Minggu, 29 April 2012

GAGAP PUN SEBUAH GAYA HIDUP

Belum sempat sebagian masyarakat kita tersadar dari ketidakmampuan menghadapi kecanggihan teknologi yang seakan tidak menghiraukan ketertatihan kita, sebagian masyarakat yang merasa telah mampu mengendalikan dan menguasai kehebatan gempuran itu pun tergagap-gagap pula.
Sebagian kita selalu mengolok-olok orang yang kurang atau tidak mampu memanfaatkan kemajuan teknologi karena ketidakmampuan menguasainya dicapnya gagap teknologi. Sebuah misal, jika ada seseorang yang tengah menggunakan sarana teknologi lalu menemui kendala karena ketidakpahaman pemanfaatannya dianggapnya gagap teknologi.

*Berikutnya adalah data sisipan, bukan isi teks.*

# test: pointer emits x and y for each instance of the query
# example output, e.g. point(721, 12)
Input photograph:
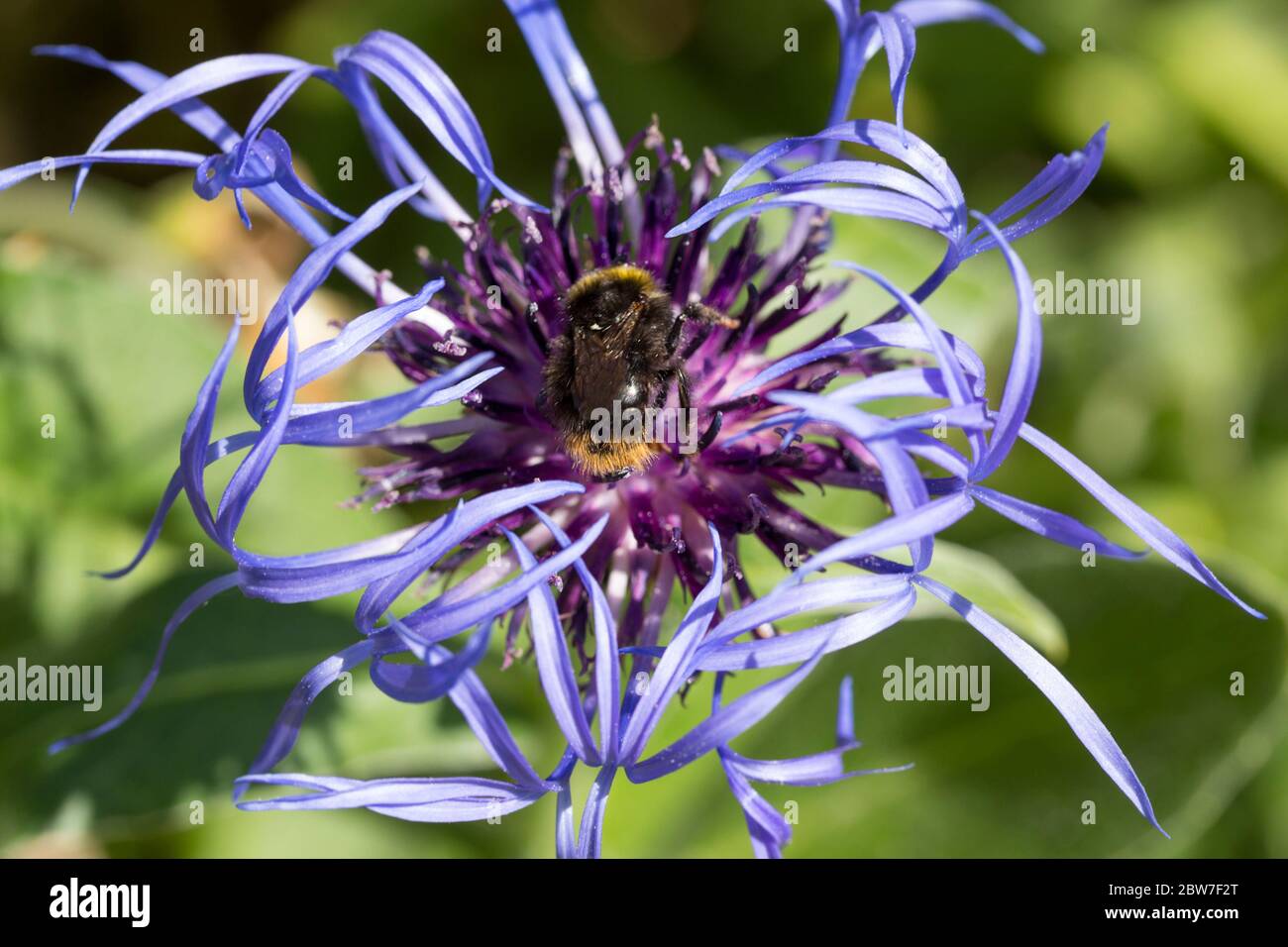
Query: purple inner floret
point(505, 299)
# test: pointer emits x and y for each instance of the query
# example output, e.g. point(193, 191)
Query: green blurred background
point(1186, 88)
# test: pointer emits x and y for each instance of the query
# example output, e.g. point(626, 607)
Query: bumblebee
point(618, 352)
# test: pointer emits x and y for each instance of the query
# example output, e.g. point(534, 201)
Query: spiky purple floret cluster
point(477, 333)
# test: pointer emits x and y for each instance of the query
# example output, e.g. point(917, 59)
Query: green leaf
point(993, 587)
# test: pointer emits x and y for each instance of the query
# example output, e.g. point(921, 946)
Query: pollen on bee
point(605, 458)
point(625, 273)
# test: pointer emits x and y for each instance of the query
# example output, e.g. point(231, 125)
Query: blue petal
point(1080, 715)
point(1149, 528)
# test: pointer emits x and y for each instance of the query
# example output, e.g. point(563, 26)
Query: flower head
point(496, 329)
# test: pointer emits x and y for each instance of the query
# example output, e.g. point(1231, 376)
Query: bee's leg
point(682, 389)
point(704, 313)
point(696, 312)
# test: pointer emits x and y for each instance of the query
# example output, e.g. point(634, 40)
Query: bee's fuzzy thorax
point(622, 273)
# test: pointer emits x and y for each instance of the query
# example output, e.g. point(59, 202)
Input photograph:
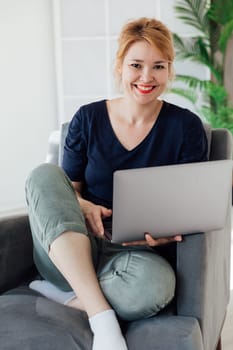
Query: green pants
point(136, 281)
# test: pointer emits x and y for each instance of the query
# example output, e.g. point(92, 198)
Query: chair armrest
point(16, 253)
point(203, 279)
point(221, 144)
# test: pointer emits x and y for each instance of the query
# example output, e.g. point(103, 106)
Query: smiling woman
point(70, 209)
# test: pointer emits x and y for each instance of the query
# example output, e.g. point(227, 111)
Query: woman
point(79, 266)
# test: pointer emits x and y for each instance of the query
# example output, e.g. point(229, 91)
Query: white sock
point(52, 292)
point(107, 332)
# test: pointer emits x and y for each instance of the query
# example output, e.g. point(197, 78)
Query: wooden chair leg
point(219, 346)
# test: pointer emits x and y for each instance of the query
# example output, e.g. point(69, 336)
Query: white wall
point(46, 74)
point(86, 39)
point(27, 93)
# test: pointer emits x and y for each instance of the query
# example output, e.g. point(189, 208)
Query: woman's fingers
point(152, 242)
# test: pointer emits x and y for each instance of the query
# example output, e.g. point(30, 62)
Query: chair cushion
point(34, 322)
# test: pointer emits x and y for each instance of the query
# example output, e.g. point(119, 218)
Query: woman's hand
point(93, 215)
point(152, 242)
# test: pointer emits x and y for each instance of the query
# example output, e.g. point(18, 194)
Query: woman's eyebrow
point(140, 61)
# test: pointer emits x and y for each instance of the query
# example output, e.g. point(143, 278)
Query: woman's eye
point(136, 65)
point(159, 67)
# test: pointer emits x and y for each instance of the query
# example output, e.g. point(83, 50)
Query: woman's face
point(144, 73)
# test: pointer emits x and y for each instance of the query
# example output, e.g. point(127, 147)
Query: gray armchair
point(193, 321)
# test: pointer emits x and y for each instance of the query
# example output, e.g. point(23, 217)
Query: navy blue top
point(92, 151)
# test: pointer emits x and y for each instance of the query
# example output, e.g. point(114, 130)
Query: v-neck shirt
point(93, 152)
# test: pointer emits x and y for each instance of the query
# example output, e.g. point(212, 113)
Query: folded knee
point(41, 176)
point(138, 284)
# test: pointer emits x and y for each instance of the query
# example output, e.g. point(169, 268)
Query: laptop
point(169, 200)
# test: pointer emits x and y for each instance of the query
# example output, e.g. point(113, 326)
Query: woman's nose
point(147, 75)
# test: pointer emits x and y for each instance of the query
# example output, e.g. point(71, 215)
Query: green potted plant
point(212, 47)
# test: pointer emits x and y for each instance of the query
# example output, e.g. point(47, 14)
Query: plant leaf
point(188, 94)
point(195, 14)
point(225, 35)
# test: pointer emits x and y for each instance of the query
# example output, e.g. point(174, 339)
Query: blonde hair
point(151, 31)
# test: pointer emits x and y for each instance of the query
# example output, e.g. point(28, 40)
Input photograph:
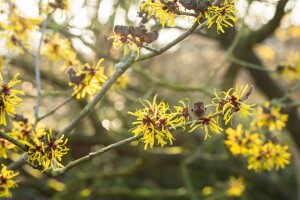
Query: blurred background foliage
point(191, 168)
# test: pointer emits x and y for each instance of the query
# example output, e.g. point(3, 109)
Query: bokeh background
point(191, 69)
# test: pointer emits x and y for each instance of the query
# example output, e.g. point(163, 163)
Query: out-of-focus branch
point(268, 29)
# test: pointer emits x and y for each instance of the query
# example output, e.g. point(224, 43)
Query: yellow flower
point(126, 44)
point(183, 112)
point(153, 121)
point(239, 142)
point(235, 187)
point(221, 15)
point(206, 123)
point(9, 98)
point(88, 80)
point(60, 4)
point(6, 181)
point(232, 102)
point(160, 11)
point(270, 116)
point(268, 156)
point(47, 151)
point(4, 146)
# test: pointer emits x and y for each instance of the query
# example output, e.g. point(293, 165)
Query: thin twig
point(56, 108)
point(120, 68)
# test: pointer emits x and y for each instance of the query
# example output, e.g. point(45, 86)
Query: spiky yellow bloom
point(232, 102)
point(121, 82)
point(207, 123)
point(57, 49)
point(153, 121)
point(182, 114)
point(160, 11)
point(268, 156)
point(6, 181)
point(235, 187)
point(2, 63)
point(223, 15)
point(4, 146)
point(271, 117)
point(88, 80)
point(239, 141)
point(9, 98)
point(47, 151)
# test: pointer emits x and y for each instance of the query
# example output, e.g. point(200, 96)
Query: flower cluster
point(270, 116)
point(262, 153)
point(156, 120)
point(163, 12)
point(222, 14)
point(232, 101)
point(47, 151)
point(4, 146)
point(235, 187)
point(131, 39)
point(88, 79)
point(6, 181)
point(9, 98)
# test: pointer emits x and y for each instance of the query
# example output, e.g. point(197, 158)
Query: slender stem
point(37, 70)
point(58, 107)
point(249, 65)
point(121, 67)
point(188, 183)
point(13, 140)
point(96, 153)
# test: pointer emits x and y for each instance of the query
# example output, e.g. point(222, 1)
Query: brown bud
point(140, 30)
point(150, 36)
point(121, 30)
point(199, 109)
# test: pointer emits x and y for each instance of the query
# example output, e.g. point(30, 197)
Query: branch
point(37, 70)
point(268, 29)
point(120, 68)
point(96, 153)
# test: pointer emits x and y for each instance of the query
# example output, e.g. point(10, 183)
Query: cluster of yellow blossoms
point(263, 153)
point(47, 151)
point(222, 14)
point(6, 181)
point(156, 120)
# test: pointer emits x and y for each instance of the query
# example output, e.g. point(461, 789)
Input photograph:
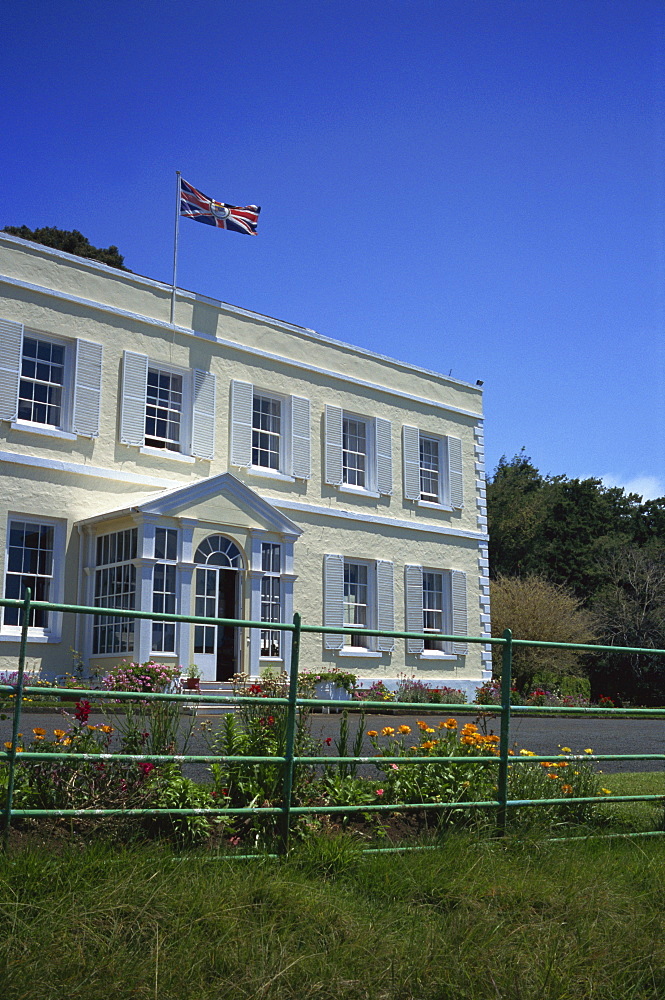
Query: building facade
point(228, 465)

Cukup terhibur orang-orang yang mendengarkan anggapan atau julukan sinis itu. Mereka yang secara peribadi tidak mampu menfaatkan teknologi sudah merasa bergembira mendengarkan pelabelan seseorang terhadap orang lain yang tergagap dalam teknologi, apalagi yang merasa sudah cukup mumpuni dalam pemanfaatan teknologi itu.
Orang yang dicap gagap sebenarnya sudah cukup bersabar dan merasa maklum, jika tidak mau dikatakan malu menghadapi kenyataan itu. sementara itu, mereka yang merasa mampu menggunakan teknologi sangat merasa tersanjung jika dikatannya sebagai orang yang hebat karena kemampuannya menggunakan teknologi canggih saat ini.
Satu sisi, tidak sadarkah kita? Kehebatan kita menguasai teknologi ternyata termasuk juga orang gagap teknologi. Betapa tidak? Coba tengok keseharian orang-orang atau teman-teman yang ada di tengah-tengah kita yang suka berkomunikasi dengan menggunakan handphone sambil berkendara dan tidak menggunakan alat bantu seperti handset. Tanpa mereka sadari bahwa ia dan orang-orang di sekitarnya diintai oleh bahaya yang siap menerkam keteledorannya karena penggunaan teknologi itu. Contoh lain, seorang yang sedang memimpin atau mengikuti rapat harus terputus berkomunikasi dengan forum yang sedang dihadapinya karena harus menerima telapon, tambah lagi dengan suara pembicaraan yang lantang ataupun dengan suara rendah sambil menangkupkan telapak tangan di depan mulutnya. Mereka tidak menyadari kalau dirinya terkendalikan oleh teknologi. Apakah contoh polah seperti ini tidak bisa dikatakan gagap teknologi?
Dikatakan gagap karena tidak mampu mengendalikan atau memanfaatkan sebuah produk teknologi. Orang yang tidak mampu menguasai teknologi dikatakan gagap teknologi. Lalu, apa bedanya dengan para ‘penguasa’ (orang yang menguasai) teknologi, tetapi mereka tidak mampu menguasai atau tidak mampu mengendalikan pemanfaatan teknologi itu? Nyaris tidak ada perbedaan sedikit pun.
Pemanfaatan teknologi sewajarnya, tidak dengan berlebihan dan menyadari kondisi yang dihadapi merupakan upaya menempatkan sarana teknologi di bawah kendali kita. Dengan terlalu banyak masyarakat kita yang tergagap-gagap dalam teknologi, bangsa kita makin tercerabut dari budaya baik kita yang mengutamakan bersilaturahim. Mereka lebih asyik dan lebih senang berkomunikasi dengan telepon apalagi ber-SMS-SMS-an sehingga orang-orang yang ada di sekilingnya tak terhiraukan dan tidak saling mengenal meskipun sering berjalan bersama, makan bersama, bahkan tidur bersama. Semua itu sepertinya sudah hal yang biasa dan wajar karena tidak tahu lagi etika berperibadi dan bermasyarakat.
Jika kita menginginkan menjadi bangsa yang beretika dan bermartabat, jadikanlah diri kita sebagi bangsa yang memiliki karakter dan keinginan yang kuat untuk menjadi peribadi dan bangsa yang memiliki keindonesiaan. Gaya hidup bukanlah harga mati karena bisa disubsitusikan ke hal lain yang bermartabat. Bukan lagi menjadi fenomena peribadi yang tergagap-gagap.